Maura's heart leaped. "Lei è sveglio," said the doctor, cell phone held to her ear by the helpful Vince Korsak, since her own hands were covered in fluids from the intestine she was examining. She's awake. Using Italian would, she hoped, avoid having Jane's former partner get his hopes up if Maura was mistaken; but for once, she knew already that she wasn't wrong, even before Angela's affirmative reply. "I see," she continued in more normal tones, bending back over the body lying open before her. "Would you suggest that I come immediately, or wait?"

"Somebody's there, huh? Is it Vince, or Frost?"

"The first," Maura replied cautiously. The two of them had developed an ability to understand one another, at least a little, as Maura had opened her guest house to Angela, largely due to having bonded over their shared pain at the uncertainty faced by Angela's daughter, Maura's best friend. "Have you discussed...?"

Angela's nigh-explosive joy was tempered somewhat. "We don't want to tell her about the divorce until she's feeling a little better. Frankie knows to keep his mouth shut. Are you going to be okay about that? I know about your little problem."

Maura hesitated. Could she conceal anything from Jane, when it came down to it? Probably not, but then again, she had done so before. "I don't think there would be any reason to bring it up."

"Good. Come after you finish up whatever you're doing. Frank, Frankie, and I are taking turns going in there. It'll be your turn whenever you get here. You don't want to talk to her right now, anyway."

Maura's deft fingers paused in their scalpel work, and she tilted her head, not that Angela could see it. "Why?" Beside her, Vince switched the phone into his other hand, looking elsewhere to give her what privacy he could for whatever this call was about.

"Because she's being a pain in my ass right now! She's bullying everybody about toothbrushes and baths and dental floss. Can you believe that? All her life, I tried to get her to floss, and it doesn't work until she gets shot!"Angela's exasperation was tempered by laughter, which the caramel-haired medical examiner quickly found herself joining, much to Korsak's surprise.

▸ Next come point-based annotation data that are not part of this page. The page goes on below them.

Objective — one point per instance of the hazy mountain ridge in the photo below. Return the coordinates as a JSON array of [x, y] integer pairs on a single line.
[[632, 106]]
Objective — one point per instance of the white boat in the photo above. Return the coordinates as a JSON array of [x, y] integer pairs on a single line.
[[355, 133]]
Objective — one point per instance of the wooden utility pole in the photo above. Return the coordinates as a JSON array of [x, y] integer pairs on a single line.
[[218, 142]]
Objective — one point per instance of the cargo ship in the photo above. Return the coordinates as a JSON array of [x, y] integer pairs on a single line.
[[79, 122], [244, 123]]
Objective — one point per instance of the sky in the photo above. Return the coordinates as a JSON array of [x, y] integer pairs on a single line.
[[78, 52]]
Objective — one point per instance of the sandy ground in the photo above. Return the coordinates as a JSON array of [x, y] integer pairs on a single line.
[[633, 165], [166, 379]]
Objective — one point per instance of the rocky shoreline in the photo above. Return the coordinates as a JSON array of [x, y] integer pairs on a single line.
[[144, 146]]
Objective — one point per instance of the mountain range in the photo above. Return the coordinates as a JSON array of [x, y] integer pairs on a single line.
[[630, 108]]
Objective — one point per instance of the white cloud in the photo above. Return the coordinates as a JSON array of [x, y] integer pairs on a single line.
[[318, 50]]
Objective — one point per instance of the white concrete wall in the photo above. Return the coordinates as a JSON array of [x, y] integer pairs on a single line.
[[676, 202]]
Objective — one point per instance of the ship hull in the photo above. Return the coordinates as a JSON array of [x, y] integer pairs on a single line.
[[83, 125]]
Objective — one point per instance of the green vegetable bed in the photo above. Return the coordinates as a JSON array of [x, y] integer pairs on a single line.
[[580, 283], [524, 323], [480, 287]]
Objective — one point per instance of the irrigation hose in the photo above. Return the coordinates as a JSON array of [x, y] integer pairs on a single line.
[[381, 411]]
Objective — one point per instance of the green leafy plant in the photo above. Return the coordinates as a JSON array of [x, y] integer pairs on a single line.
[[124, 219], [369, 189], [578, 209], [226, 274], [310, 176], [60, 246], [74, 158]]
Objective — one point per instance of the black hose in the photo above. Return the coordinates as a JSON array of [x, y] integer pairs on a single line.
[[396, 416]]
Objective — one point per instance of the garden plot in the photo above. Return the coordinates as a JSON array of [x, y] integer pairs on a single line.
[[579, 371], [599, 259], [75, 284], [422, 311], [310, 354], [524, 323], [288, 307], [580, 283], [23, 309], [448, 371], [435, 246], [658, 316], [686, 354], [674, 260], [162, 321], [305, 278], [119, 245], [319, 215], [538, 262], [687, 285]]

"I'll wait," Maura replied as she reined in her laughter. But as she nodded to Korsak to hang up the phone, the laughter returned – loud, big laughter from deep within herself, rising up as a bubble from the depths of a vat of molasses, slow and sweet, pushing up tears ahead of itself as Maura's body, leaning heavily against Vince Korsak's rounded belly for support, remembered what mirth felt like.